Unser Diskussionspartner ist bedauerlicherweise nicht in der Lage, sich auf eine offene Diskussion einzulassen, im Zuge welcher man womöglich den einen oder anderen Standpunkt der Gegenseite an sich heranlassen und darüber reflektieren könnte. Nein, vielmehr haben wir es mit einem selbstgerechten Redner zu tun, der von oben herab seine absolut gesetzte Wahrheit auf uns zu übertragen gedenkt. Ich klinke mich aus dem immer anstrengender werdenden Gespräch aus und mache es mir stillschweigend auf meinem Pfad gemütlich. And that has made all the difference!

In knappen zweieinhalb Stunden ist das 200 Kilometer entfernte Halberstadt in Sachsen-Anhalt erreicht. Der Bolide wird unweit des wunderbar heruntergekommenen Kulturhauses der Harzer Kreisstadt geparkt. Angesichts der Information, dass 80% der Innenstadt durch einen Luftangriff am 08.04.1945 zerstört worden sind, verzichten wir heute auf eine Besichtigung der Innenstadt und begeben uns auf den direkten Weg ins Friedensstadion. Immerhin gibt es auf der kurzen Wegstrecke noch ein recht hübsches Bahnhofsgebäude des Haltepunkts „Spiegelsberge“ zu bewundern, welches in einer Neuverfilmung durchaus auch Pippi Langstrumpf ein zu Hause bieten könnte.

Bei strahlendem Sonnenschein haben wir schnell vier Eintrittskarten gekauft. Das Friedensstadion zu Halberstadt ist an zwei Seiten ausgebaut.
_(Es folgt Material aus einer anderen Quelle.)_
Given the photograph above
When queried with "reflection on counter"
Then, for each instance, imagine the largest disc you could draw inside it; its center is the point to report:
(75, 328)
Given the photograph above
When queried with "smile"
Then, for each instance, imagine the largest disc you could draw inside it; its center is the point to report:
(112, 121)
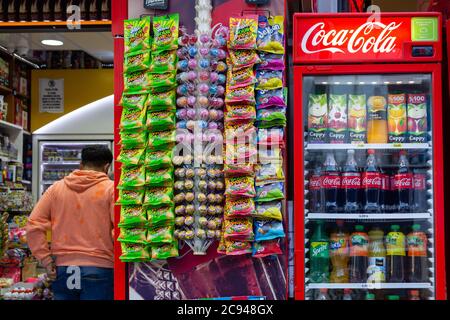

Die Gäste können das Spiel stehend auf einer grünen Wiese und auf einigen Stufen auf der Gegengerade verfolgen. Die Heimzuschauer genießen den Luxus, auf einer kleinen und modernen Haupttribüne durch ein Dach vor Wind und Wetter geschützt zu werden. Neben der zweckmäßigen Tribüne befinden sich links und rechts weitere Stehplatzbereiche, ebenfalls moderner Bauart. Um einen guten Blick auf die Zuschauer der BSG Chemie Leipzig haben zu können, die heute mit gut 1.200 Schlachtenbummlern anreisen werden, entscheiden wir uns für die unüberdachten Stehplätze auf der Heimseite, welche die Hälfte der Autobesatzung selbstverständlich mit Union- und Chemieschals betritt. Ach, da komm‘ wa heute wohl nich‘ mehr zusamm‘!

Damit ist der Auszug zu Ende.